Design, synthesis, bioactivity evaluation, and molecular modeling of pyridin-2-yl-pyrimidine: potential antimicrobial and anti-tuberculosis agents

The rise in antimicrobial resistance has underscored the urgent need for novel therapeutic agents. Pyrimidine derivatives, known for their broad-spectrum antimicrobial activity, have emerged as promising candidates. A new series of fused pyrimidine-5‑carbonitrile derivatives were synthesized and evaluated for their antibacterial, antifungal, and anti-tuberculosis (anti-TB) activities. Molecular docking studies were conducted to assess their binding affinity with the InhA enzyme, a key component in bacterial fatty acid synthesis, and compared their effectiveness to Ciprofloxacin.

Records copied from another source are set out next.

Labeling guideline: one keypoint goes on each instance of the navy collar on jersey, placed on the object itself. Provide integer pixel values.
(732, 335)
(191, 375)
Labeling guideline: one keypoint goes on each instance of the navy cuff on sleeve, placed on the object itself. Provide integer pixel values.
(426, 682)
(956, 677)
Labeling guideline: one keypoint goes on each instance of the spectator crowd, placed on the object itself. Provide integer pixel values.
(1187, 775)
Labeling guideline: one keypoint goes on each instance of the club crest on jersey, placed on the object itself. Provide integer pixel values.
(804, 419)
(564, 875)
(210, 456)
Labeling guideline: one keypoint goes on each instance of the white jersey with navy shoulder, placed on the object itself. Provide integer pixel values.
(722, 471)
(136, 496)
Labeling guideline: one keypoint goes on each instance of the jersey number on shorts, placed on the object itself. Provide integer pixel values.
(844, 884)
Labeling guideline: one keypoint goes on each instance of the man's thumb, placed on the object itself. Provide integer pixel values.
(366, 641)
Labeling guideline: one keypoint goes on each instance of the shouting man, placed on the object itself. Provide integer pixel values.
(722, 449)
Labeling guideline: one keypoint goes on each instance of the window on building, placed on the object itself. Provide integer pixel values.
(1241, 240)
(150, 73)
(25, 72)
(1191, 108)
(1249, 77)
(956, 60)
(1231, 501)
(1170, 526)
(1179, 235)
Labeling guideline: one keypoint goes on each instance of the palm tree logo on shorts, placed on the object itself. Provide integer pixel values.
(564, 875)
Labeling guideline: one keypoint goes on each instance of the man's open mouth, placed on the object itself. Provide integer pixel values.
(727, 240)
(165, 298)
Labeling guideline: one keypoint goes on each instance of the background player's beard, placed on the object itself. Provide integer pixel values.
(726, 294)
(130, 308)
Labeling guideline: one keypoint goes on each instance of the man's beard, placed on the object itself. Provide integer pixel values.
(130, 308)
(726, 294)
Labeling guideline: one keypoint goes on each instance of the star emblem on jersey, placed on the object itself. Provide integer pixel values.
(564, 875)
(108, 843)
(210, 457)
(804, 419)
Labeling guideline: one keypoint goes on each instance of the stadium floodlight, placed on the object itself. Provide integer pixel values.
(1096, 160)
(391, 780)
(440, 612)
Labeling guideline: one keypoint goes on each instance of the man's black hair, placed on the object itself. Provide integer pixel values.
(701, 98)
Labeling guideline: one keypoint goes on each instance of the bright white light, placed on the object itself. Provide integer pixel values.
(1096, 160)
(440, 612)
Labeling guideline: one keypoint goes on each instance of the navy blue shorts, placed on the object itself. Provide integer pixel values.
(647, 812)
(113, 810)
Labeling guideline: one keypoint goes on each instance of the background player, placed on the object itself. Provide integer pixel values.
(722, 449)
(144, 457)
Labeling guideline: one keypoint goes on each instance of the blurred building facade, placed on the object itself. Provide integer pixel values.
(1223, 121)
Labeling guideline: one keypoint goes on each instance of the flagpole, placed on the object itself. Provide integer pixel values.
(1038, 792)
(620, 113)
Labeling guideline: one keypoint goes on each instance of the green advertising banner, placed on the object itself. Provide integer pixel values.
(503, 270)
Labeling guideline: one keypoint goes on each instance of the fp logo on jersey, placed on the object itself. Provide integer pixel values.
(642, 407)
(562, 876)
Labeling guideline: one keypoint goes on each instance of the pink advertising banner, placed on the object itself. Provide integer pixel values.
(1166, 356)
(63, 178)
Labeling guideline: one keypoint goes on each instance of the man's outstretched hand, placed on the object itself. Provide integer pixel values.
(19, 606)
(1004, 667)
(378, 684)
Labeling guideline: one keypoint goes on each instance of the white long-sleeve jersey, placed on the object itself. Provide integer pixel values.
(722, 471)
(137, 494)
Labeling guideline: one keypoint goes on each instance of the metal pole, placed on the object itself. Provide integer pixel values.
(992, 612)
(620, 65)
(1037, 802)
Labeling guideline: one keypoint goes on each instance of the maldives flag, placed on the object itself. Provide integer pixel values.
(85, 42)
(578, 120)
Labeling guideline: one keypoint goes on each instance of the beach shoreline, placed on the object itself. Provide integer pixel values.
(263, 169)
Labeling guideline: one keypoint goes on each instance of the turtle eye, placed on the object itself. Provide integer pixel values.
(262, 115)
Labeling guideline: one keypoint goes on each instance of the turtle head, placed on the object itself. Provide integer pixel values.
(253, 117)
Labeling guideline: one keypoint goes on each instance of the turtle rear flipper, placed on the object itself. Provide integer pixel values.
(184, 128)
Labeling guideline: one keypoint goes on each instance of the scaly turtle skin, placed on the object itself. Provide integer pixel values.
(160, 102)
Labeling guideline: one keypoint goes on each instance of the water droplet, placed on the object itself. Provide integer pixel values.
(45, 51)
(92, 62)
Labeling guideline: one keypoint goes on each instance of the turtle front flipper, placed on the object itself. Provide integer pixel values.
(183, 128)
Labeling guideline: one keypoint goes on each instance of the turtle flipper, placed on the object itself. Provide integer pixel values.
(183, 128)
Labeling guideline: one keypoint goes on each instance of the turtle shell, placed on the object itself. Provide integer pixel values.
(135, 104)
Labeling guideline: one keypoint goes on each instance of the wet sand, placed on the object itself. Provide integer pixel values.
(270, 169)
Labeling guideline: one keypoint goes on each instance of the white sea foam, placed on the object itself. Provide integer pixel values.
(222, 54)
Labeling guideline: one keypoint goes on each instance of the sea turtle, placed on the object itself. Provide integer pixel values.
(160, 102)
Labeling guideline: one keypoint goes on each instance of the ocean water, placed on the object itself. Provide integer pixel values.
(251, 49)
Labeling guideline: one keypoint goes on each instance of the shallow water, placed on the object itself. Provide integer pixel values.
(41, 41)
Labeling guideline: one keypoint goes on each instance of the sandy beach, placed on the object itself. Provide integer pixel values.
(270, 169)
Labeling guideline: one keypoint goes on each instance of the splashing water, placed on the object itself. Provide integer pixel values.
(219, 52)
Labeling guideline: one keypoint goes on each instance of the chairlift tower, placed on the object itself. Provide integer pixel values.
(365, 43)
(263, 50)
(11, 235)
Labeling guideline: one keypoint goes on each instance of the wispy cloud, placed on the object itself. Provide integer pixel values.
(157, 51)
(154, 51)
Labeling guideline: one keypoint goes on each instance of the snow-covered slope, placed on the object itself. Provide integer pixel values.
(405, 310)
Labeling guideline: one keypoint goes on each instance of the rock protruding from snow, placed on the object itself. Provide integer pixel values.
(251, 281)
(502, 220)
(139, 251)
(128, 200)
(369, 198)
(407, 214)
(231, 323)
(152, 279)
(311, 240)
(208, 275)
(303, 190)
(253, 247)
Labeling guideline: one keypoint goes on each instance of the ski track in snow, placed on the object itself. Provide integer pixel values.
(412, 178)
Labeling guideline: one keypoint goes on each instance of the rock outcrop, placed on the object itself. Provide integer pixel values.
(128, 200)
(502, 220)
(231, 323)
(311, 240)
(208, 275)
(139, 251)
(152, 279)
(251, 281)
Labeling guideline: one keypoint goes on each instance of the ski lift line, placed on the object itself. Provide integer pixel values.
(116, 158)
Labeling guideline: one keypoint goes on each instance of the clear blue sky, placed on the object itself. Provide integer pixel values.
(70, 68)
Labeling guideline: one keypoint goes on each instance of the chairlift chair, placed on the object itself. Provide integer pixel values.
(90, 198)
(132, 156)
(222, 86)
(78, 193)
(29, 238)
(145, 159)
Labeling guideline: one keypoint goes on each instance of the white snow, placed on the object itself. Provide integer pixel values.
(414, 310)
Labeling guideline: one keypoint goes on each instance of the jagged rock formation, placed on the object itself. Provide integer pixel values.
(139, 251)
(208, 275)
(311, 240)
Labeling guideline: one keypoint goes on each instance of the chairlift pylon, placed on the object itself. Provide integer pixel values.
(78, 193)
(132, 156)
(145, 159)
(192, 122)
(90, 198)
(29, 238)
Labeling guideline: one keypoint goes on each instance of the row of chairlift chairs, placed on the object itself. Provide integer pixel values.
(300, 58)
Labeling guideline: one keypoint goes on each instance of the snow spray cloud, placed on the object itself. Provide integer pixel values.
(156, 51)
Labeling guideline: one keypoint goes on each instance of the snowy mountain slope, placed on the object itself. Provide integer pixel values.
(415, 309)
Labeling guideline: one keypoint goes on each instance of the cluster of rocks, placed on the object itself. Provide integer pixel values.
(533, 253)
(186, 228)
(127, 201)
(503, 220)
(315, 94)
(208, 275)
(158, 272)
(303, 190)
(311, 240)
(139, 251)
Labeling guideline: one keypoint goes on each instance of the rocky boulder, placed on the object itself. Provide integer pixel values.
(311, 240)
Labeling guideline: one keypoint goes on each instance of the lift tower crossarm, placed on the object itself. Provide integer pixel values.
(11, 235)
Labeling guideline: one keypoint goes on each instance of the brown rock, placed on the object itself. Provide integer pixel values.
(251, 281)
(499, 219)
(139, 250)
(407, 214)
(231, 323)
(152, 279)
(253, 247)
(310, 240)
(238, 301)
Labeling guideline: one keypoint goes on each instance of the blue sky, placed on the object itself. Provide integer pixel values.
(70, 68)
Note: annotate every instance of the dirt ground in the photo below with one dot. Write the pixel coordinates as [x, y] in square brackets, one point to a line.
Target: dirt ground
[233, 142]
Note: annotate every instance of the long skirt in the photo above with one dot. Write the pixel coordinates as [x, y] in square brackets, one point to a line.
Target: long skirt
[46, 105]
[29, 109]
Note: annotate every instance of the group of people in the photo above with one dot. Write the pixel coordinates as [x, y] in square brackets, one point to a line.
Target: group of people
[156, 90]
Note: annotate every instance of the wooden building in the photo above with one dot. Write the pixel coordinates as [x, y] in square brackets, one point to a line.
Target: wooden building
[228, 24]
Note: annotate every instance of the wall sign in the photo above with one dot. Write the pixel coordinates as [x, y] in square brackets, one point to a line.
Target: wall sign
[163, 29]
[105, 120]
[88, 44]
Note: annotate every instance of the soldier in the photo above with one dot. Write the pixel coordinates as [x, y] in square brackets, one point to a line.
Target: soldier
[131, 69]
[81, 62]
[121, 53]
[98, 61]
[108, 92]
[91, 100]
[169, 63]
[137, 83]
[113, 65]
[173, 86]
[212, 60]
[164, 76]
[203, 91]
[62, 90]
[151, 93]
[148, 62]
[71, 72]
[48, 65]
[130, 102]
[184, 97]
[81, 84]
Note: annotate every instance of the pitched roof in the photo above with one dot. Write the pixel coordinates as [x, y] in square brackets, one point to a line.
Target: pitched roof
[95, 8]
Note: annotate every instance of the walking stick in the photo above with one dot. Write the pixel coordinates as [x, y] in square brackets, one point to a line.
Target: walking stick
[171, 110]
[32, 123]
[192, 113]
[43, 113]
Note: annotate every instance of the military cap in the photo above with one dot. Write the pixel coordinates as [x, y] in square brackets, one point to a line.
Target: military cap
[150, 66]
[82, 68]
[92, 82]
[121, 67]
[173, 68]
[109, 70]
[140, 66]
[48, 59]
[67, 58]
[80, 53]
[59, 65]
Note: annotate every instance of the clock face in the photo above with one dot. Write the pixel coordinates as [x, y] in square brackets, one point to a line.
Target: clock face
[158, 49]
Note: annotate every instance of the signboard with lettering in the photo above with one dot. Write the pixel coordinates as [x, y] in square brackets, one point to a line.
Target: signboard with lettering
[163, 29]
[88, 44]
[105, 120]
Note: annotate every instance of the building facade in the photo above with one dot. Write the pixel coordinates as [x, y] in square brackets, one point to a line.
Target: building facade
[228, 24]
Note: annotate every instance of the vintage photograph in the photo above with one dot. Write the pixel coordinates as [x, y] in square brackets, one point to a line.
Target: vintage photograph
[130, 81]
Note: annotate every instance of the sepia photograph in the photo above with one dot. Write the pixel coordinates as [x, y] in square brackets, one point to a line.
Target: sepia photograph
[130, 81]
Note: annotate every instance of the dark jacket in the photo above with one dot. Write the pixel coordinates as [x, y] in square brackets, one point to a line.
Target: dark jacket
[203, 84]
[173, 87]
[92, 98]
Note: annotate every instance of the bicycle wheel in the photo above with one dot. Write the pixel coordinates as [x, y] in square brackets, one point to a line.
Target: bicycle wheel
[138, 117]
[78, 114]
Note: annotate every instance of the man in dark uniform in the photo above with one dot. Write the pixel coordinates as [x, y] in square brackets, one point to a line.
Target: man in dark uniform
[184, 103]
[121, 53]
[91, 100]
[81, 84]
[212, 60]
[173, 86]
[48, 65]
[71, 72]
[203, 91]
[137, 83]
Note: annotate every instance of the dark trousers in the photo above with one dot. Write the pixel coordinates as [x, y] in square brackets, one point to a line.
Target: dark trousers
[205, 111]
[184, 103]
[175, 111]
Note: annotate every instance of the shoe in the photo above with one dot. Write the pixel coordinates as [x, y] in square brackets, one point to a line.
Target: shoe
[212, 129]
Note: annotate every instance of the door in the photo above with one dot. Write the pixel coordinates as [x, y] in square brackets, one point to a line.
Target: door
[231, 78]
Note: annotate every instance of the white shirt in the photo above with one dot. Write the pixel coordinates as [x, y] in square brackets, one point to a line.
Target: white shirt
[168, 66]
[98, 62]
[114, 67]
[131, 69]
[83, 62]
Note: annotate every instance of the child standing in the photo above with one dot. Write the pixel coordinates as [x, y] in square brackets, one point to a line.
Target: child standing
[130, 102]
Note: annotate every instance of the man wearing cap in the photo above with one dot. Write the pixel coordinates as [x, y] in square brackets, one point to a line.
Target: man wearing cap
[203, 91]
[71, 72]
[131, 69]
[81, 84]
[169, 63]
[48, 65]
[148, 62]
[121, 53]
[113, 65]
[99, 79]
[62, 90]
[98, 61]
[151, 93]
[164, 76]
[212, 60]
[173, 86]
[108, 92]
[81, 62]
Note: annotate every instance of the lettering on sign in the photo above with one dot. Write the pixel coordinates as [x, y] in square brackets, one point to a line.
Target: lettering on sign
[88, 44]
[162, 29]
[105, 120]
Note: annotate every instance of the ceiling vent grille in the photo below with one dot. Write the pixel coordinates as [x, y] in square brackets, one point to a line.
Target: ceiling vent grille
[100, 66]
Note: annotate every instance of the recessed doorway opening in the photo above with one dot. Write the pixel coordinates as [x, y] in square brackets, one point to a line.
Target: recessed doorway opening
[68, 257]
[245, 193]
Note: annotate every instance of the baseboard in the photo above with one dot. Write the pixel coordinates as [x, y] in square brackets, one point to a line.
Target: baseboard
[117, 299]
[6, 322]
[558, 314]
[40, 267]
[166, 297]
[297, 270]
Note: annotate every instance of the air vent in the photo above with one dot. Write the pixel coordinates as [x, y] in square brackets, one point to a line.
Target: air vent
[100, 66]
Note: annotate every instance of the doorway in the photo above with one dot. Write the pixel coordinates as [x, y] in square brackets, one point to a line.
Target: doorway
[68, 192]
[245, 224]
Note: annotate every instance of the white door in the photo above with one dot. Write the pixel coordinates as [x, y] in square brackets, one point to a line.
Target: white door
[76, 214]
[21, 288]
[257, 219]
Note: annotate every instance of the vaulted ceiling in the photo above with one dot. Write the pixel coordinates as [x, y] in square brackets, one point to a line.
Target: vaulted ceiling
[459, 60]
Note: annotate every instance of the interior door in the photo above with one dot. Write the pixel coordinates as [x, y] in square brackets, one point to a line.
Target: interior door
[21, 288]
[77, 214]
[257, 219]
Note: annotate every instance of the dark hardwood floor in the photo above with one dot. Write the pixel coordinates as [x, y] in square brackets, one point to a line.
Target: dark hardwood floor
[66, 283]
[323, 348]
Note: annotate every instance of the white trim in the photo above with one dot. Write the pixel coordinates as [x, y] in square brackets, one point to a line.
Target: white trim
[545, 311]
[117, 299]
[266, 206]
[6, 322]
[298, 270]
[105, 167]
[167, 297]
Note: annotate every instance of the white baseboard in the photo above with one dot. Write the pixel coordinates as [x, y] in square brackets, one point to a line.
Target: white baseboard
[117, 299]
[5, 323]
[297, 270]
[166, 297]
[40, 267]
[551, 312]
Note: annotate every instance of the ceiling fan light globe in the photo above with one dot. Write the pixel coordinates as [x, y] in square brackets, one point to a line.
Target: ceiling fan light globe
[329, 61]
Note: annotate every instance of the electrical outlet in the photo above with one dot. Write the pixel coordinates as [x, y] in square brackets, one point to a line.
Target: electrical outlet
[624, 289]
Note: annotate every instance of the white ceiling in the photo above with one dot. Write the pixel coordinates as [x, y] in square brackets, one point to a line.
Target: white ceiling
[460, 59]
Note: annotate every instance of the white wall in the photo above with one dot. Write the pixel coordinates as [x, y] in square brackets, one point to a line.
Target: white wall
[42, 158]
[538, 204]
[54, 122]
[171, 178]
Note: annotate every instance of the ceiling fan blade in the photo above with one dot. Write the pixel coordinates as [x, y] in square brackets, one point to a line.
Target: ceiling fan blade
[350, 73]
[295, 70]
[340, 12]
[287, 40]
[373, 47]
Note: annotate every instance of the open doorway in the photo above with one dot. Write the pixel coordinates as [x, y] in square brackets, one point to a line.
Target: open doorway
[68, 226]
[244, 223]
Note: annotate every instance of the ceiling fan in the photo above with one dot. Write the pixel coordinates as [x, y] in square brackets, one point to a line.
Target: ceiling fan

These compounds were synthesized using standard organic methods and characterized by NMR, mass spectrometry, and other spectroscopic techniques. Antibacterial and antifungal activities were evaluated using the agar well-diffusion and cup-plate agar diffusion methods, respectively. Anti-TB activity was assessed against the MTB H37Ra strain using the Resazurin assay. The Minimum Inhibitory Concentration (MIC) values ranged from 10.6 to 17.8 μg/mL, indicating potent antibacterial activity, particularly against both Gram-positive and Gram-negative bacteria for compounds 2a1, 2a3 and 2a20. Structural-activity relationship (SAR) studies revealed that lipophilic and electron-withdrawing groups enhanced antimicrobial potency. The promising results of compounds 2a1 and 2a20 highlight their potential as lead candidates in the development of new antimicrobial and anti-TB therapies.